Inputs
Formula used
We use the extended Euclidean algorithm to find integers u, v with au + bv = gcd(a,b). If d is divisible by g = gcd(a,b), one solution to ax + by = d is x0 = u(d/g) and y0 = v(d/g). The general solution is x = x0 + (b/g)t, y = y0 − (a/g)t, where t is any integer.
How to use
- Enter integers for a, b, and the target d.
- Optionally set ranges for x, y, mod constraints, or non-negativity.
- Choose an objective to guide the recommended solution.
- Use
tbounds to scan specific solution windows. - Provide multiple targets in batch to compute several at once.
Results
Example data
| a | b | d | gcd | Solvable? | Example (x0,y0) |
|---|---|---|---|---|---|
| 56 | 72 | 8 | 8 | Yes | 4,-3 |
| 35 | 20 | 5 | 5 | Yes | -1,2 |
| 99 | 78 | 33 | 3 | Yes | -121,154 |
| 17 | 31 | 1 | 1 | Yes | 11,-6 |
Key identities & properties
- Solvable iff g = gcd(a,b) divides d.
- All solutions are x = x0 + (b/g)t, y = y0 − (a/g)t.

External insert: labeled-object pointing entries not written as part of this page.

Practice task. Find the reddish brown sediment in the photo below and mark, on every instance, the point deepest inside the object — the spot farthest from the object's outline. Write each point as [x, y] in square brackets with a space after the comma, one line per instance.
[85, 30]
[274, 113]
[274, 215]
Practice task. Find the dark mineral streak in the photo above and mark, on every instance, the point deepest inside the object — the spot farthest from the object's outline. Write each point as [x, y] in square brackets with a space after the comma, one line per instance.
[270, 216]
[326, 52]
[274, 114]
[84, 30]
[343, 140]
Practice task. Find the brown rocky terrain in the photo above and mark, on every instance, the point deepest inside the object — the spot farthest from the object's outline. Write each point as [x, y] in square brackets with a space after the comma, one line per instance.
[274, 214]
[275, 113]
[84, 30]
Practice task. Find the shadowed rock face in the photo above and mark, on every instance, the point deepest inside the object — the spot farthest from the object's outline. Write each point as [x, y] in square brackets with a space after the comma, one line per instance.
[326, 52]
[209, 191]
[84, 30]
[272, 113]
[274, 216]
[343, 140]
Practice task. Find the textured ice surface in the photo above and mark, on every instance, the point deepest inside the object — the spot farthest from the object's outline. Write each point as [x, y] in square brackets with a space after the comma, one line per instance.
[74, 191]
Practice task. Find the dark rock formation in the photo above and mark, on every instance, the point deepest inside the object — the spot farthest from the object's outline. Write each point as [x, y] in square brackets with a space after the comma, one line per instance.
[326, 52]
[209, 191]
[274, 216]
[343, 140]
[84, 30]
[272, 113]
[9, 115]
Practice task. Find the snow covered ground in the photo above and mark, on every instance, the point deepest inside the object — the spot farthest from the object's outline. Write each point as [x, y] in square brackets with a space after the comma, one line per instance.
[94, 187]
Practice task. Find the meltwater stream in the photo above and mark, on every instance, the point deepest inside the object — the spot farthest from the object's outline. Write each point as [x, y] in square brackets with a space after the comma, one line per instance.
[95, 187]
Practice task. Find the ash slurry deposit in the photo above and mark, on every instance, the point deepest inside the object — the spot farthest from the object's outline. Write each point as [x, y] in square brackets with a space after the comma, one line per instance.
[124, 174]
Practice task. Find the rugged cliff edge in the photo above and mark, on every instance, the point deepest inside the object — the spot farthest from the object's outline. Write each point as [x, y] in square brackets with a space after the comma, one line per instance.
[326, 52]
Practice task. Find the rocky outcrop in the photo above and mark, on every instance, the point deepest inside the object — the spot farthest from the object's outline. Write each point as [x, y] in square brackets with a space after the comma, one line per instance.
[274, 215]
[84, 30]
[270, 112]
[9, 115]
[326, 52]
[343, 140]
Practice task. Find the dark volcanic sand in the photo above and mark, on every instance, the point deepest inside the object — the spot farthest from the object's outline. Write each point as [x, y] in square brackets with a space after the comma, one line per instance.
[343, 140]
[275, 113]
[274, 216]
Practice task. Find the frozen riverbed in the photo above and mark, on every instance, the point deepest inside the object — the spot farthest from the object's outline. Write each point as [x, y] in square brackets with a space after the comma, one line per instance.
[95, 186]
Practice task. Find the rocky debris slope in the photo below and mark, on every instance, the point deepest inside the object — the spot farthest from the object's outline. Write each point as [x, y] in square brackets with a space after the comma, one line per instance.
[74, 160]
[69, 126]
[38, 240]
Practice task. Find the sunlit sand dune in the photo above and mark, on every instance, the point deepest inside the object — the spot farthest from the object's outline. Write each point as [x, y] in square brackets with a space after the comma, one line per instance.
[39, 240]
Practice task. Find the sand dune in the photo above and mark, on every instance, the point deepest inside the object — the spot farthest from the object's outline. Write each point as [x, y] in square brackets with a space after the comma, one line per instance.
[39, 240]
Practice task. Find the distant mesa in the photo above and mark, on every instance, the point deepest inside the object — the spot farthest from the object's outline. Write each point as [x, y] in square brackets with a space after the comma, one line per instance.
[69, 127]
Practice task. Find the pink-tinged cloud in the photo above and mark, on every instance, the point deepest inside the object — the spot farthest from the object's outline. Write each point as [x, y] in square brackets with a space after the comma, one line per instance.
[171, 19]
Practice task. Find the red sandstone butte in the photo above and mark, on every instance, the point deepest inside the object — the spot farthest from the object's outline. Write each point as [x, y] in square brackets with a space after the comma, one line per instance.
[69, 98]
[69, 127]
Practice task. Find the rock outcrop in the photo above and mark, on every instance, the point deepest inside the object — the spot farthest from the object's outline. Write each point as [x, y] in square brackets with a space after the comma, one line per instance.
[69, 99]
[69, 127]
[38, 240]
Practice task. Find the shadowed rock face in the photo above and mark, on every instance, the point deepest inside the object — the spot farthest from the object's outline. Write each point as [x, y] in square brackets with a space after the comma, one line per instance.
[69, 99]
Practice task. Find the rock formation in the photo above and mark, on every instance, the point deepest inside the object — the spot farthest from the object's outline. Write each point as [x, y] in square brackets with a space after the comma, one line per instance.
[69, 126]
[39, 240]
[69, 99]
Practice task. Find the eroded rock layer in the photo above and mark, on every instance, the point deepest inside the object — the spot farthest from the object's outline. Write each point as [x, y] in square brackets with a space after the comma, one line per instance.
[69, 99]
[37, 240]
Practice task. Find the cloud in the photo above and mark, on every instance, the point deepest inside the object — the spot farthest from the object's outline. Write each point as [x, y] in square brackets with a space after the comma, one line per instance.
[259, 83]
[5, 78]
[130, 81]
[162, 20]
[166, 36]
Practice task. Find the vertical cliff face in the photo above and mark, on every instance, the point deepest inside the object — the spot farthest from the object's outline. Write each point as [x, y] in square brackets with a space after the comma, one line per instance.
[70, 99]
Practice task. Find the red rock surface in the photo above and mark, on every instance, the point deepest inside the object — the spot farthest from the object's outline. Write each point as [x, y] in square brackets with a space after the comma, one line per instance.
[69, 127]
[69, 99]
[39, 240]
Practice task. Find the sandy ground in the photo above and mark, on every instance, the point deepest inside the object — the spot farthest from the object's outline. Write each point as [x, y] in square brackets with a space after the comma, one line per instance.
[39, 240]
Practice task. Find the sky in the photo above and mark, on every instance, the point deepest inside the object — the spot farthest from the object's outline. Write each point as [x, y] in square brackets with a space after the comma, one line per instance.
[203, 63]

- Step sizes are b/g for x and a/g for y, always integers.
- Any solution pair preserves ax + by = d exactly for every integer t.
Effect of parameter t
| Quantity | Expression | Comment |
|---|---|---|
| x(t) | x0 + (b/g)t | Arithmetic progression step size b/g |
| y(t) | y0 − (a/g)t | Arithmetic progression step size a/g |
| |x| + |y| | varies with t | Search near t minimizing L1 norm |
| max(|x|,|y|) | varies with t | Balance x and y to reduce peak |
Residue classes of x and y
For any solution, the residues are fixed modulo the step sizes:
| Variable | Residue constraint | Explanation |
|---|---|---|
| x | x ≡ x0 (mod b/g) | Changing t shifts x by multiples of b/g |
| y | y ≡ y0 (mod a/g) | Changing t shifts y by multiples of a/g |
Small-number examples (auto)
| a | b | d | gcd | One (x0, y0) | x step | y step |
|---|---|---|---|---|---|---|
| 15 | 21 | 3 | 3 | 3,-2 | 7 | 5 |
| 14 | 35 | 7 | 7 | -2,1 | 5 | 2 |
| 27 | 10 | 1 | 1 | 3,-8 | 10 | 27 |
| 84 | 66 | 6 | 6 | 4,-5 | 11 | 14 |
| 12 | 18 | 6 | 6 | -1,1 | 3 | 2 |
FAQs
1) When does ax + by = d have solutions?
Exactly when gcd(a,b) divides d. If not, there is no integer solution. If yes, there are infinitely many solutions parametrized by an integer t.
2) Why are there infinitely many solutions?
If one pair (x0, y0) works, then adding (b/g)t to x and subtracting (a/g)t from y keeps ax + by unchanged. Different integer t values generate distinct solutions.
3) How do I get non‑negative solutions?
Enable x ≥ 0 and/or y ≥ 0 and set t bounds. The tool searches t within bounds and returns a feasible solution that satisfies your objective and non‑negativity requirements.
4) Can I force residue conditions on x or y?
Yes. Set x ≡ r (mod m) and y ≡ s (mod n). The scan over t accepts only solutions meeting the congruences, together with any range and non‑negativity constraints.
5) What if the calculator says “Not solvable”?
Then gcd(a,b) does not divide d. Adjust d to a multiple of gcd(a,b), or change a or b. Otherwise, no integer pair can satisfy the equation.
6) Do signs of a and b matter?
The algorithm works with any signs. Internally it runs on |a| and |b| and then corrects the Bézout coefficients’ signs so the final identity uses your original a and b.
7) How are “min |x|”, “min |y|”, or “min x²+y²” handled?
We try t values near an analytically suggested point and select the best under your constraints. Objectives guide which feasible solution is reported, without changing the full parametric solution family.